Many people have pointed out that Milo has been saying offensive things for ages now, so why this latest comment has become the line in the sand confuses many. It would be like if Trump said something horrible and suddenly all of his supporters turned on him; you’d think, “Haven’t you been listening the whole time?”. Meanwhile, the whole alt right phenomenon points to how meaningless the term “conservative” has become. What exactly is faith, family, flag about a British homosexual attention seeker ranting about how sex with minors is kosher? I mean, given how homophobic the hard right in America is, don’t you find it odd that an openly gay man could have become their icon? Somehow, I doubt an enlightened attitude to alternative lifestyles is the answer.
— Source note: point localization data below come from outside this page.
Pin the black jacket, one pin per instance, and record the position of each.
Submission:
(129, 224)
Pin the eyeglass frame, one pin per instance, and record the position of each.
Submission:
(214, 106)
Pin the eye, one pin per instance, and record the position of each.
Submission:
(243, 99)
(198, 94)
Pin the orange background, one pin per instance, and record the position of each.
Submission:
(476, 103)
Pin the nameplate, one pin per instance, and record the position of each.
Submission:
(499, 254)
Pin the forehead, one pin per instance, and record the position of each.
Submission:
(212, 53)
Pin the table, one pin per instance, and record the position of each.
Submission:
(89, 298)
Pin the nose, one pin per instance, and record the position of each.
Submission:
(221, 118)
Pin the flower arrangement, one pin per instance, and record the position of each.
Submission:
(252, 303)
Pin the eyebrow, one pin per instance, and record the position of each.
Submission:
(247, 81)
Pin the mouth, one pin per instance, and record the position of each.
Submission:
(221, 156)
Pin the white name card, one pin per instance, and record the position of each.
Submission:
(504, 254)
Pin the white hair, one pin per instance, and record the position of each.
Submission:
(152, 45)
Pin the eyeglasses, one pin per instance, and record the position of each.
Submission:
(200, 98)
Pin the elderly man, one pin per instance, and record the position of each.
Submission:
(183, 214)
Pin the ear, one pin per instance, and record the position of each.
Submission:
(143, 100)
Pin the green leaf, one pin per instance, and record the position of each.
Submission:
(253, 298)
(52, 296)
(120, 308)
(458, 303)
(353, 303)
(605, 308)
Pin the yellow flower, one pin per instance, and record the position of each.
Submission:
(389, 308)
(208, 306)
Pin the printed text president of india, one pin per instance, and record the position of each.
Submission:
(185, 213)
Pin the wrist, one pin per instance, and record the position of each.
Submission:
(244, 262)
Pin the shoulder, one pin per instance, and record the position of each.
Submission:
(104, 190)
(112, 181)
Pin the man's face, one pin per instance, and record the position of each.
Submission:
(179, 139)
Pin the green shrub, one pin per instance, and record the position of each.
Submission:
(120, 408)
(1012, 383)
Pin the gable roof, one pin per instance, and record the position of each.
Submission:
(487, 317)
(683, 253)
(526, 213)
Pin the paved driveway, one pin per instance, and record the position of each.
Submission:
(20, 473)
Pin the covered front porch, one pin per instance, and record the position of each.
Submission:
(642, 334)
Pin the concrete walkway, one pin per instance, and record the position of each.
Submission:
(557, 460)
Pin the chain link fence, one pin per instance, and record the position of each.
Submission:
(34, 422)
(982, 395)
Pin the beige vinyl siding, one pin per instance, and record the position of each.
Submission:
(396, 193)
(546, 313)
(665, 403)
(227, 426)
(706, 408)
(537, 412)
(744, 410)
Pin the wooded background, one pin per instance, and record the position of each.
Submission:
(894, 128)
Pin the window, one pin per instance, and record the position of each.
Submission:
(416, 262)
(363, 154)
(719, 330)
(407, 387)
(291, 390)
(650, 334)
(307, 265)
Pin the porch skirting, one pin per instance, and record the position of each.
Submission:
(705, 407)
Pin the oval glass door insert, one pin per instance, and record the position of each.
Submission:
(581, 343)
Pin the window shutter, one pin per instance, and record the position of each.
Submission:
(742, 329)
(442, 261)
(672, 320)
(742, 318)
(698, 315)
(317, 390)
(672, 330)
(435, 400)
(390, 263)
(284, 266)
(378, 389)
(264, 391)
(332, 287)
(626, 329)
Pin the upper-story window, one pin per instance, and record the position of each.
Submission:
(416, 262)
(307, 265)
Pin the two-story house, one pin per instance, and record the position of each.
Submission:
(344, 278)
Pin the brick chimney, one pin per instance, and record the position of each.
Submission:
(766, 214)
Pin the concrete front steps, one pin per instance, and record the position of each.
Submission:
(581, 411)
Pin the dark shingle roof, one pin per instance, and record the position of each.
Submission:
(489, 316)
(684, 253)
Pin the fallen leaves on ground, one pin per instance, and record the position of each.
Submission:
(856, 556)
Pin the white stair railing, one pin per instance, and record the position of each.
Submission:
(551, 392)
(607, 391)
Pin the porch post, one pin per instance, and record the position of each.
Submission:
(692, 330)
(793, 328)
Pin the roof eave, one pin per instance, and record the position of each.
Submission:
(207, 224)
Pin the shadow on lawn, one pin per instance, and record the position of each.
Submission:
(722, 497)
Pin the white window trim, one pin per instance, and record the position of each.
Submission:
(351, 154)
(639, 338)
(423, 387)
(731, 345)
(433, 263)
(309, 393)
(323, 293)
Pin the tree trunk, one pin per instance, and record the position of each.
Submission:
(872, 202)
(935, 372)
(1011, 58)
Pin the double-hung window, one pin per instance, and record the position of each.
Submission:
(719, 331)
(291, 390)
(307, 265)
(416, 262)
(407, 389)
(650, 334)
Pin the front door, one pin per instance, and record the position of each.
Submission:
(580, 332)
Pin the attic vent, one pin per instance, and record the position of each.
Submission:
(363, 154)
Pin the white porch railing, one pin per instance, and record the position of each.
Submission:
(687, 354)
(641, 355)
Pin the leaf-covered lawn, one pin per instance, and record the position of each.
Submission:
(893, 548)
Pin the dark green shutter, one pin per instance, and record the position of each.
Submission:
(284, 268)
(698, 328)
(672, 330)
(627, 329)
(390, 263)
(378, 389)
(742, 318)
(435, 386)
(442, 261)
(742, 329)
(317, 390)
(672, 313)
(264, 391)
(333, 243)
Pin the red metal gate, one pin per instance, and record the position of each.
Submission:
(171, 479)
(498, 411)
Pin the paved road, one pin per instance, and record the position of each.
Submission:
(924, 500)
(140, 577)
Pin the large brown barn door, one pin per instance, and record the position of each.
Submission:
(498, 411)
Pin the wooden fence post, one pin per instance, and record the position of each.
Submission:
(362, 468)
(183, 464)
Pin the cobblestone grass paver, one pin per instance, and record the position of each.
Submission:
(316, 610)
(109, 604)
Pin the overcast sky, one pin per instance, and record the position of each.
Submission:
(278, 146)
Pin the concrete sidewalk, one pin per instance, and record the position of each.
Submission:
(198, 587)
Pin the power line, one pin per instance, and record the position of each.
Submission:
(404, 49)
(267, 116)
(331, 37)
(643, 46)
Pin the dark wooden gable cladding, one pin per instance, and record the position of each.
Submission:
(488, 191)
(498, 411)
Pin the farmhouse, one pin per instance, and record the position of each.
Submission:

Milo is a big Trump supporter and it’s easy to understand why: they both speak in a way designed to outrage and neither of them are traditionally conservative. Trump isn’t religious (although he now makes reference to it every once in a while in an obviously half-assed fashion); he doesn’t seem to care about bringing the deficit down and in fact, seeks to inflate it on white elephant projects; he doesn’t believe in traditional conservative foreign policy and in fact, seeks to reverse a lot of it.
I’m the furthest thing from a conservative myself, but I can appreciate a genuinely conservative position; with a real conservative who is intelligent, one can have a meaningful conversation about issues. But with the progenitors of the alt right, such a discussion would be meaningless as their whole “ideology” seems to be based on nothing other than stirring up shit for the sake of it. So the real question is: why are American conservatives so enthralled by this new direction? And why have Republican grandees been so blind to the existential danger the whole movement is to their belief system, allowing it to now completely take over right-wing politics?
Truth is, the writing was on the wall when the Tea Party exploded into view. That would have been a reasonable time for Republican politicians to try and keep a lid on what was obviously dangerous; instead, they wanted to ride what looked like a temporary, popular wave. Now they are stuck with something that appears to have as a design flaw an inevitability of one day eating its own tail.
As much as American conservatives want to make Milo’s comments on underage sex seem like an aberration from the blue, the truth is it isn’t that much of a departure from anything Yiannopolous has talked about previously, really. What does this mean for Trump? Not much in the short term. But long term, one has to wonder where all of this alt right stuff – I call it the “New Right” to encompass all forms of “conservatism” that seems to be smothering the Right across the West currently – will lead to, not just for society but for conservativism itself.